The way to implement this sort of system is to consider each consumer of a queue as a different process. By considering consumers / producers as processes we ensure there is a clear boundary between them that protects shared memory, and more generally shared state. The queue then acts as bridge to cross the “physical” border. The queue also provides the control over the transition between pure functionality and side effects.

To relate this back to Glyph’s async perspective, when state is pushed onto the queue it is similar to yielding to the reactor in an async system. When state is popped off the queue into a process, it can be acted upon without worry of causing side effects that could effect other operations.

Glyph brought up the scenario where a function might yield multiple times in order to pass back control to the managing reactor. This becomes less necessary in the queue and process system I describe because there is no chance of a context switch interrupting an operation or slowing down the reactor. In a typical async framework, the job of the reactor is to order each bit of work. The work still happens in series. Therefore, if one operation takes a long time, it stops all other work from happening, assuming that work is not doing I/O. The queue and process system doesn’t have this same limitation as it is able to yield control to the queue at the correct logical point in the algorithm. Also, in terms of Python, the GIL is mitigated by using processes. The result is that you can program in a sequential manner for your algorithms, while still tackle problems concurrently.

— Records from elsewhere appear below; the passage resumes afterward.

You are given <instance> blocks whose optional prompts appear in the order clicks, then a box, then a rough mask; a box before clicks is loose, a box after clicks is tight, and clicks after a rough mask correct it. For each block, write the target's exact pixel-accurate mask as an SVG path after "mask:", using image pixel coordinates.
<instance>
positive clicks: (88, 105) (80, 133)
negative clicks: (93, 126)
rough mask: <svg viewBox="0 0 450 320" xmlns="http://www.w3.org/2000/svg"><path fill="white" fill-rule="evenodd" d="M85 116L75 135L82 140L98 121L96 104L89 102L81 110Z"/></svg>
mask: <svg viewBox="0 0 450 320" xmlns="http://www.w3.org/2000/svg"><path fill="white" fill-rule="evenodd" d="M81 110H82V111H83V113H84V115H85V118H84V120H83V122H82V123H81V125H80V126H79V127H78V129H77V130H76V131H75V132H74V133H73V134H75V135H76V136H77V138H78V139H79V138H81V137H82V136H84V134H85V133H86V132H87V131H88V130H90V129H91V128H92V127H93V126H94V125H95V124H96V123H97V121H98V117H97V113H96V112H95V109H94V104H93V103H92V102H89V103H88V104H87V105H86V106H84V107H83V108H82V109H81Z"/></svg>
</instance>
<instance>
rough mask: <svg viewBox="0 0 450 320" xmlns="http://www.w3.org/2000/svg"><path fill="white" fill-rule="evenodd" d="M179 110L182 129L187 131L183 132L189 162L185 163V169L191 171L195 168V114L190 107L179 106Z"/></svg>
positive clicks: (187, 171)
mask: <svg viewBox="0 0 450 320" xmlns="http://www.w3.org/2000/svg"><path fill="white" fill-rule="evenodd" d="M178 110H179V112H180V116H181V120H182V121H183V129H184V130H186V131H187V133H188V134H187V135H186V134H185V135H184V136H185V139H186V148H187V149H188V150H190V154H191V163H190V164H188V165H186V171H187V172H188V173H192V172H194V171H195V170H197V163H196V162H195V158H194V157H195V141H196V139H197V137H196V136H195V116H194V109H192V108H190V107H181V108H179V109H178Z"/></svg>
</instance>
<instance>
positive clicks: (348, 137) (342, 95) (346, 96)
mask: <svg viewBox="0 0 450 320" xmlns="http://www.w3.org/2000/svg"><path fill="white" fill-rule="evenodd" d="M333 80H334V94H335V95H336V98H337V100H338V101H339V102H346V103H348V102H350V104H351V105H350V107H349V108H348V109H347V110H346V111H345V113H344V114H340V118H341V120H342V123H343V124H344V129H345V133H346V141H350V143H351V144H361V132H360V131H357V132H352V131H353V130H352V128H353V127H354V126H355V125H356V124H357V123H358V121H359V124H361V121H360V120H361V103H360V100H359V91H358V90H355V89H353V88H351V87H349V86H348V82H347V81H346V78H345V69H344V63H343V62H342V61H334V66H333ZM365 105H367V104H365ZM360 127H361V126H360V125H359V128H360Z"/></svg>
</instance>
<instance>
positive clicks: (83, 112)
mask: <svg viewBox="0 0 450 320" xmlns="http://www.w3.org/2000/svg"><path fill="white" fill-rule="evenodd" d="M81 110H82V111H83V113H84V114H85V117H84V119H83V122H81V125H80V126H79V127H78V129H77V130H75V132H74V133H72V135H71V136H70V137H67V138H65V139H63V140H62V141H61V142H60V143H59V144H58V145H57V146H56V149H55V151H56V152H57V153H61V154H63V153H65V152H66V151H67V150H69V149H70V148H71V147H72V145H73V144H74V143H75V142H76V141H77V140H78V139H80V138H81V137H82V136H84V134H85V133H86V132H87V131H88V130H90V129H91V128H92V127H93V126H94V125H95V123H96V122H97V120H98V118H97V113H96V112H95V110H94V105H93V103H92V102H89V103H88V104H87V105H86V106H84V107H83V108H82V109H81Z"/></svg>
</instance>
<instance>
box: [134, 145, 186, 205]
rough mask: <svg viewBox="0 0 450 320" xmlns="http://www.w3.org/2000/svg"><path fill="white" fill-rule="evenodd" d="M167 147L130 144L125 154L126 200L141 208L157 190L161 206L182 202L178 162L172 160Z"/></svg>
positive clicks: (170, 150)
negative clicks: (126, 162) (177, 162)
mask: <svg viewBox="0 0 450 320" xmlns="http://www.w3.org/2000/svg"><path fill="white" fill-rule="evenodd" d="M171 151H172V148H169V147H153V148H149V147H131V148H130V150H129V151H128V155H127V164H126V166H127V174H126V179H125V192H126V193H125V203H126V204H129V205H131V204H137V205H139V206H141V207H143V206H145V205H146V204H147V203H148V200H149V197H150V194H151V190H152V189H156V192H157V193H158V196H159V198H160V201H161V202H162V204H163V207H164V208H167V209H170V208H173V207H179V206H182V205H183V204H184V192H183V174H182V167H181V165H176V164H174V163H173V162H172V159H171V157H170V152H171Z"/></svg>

Like anything, this queue and process model is not a panacea. If your data is large, you often need to pass around references to the data and where it can be retrieved. If that resource is not something that tries to handle concurrent connections, the file system for example, you still may run into concurrency issue accessing some resource. It also can be difficult to reason about failures in a queue based system. How full is too full? You can limit the queue size, but that might cause blocking issues that may be unreasonable.

There is no silver bullet, but if you understand the significance of transitions between pure functionality and side effects, you have a good chance of producing a reasonable system no matter what concurrency model you use.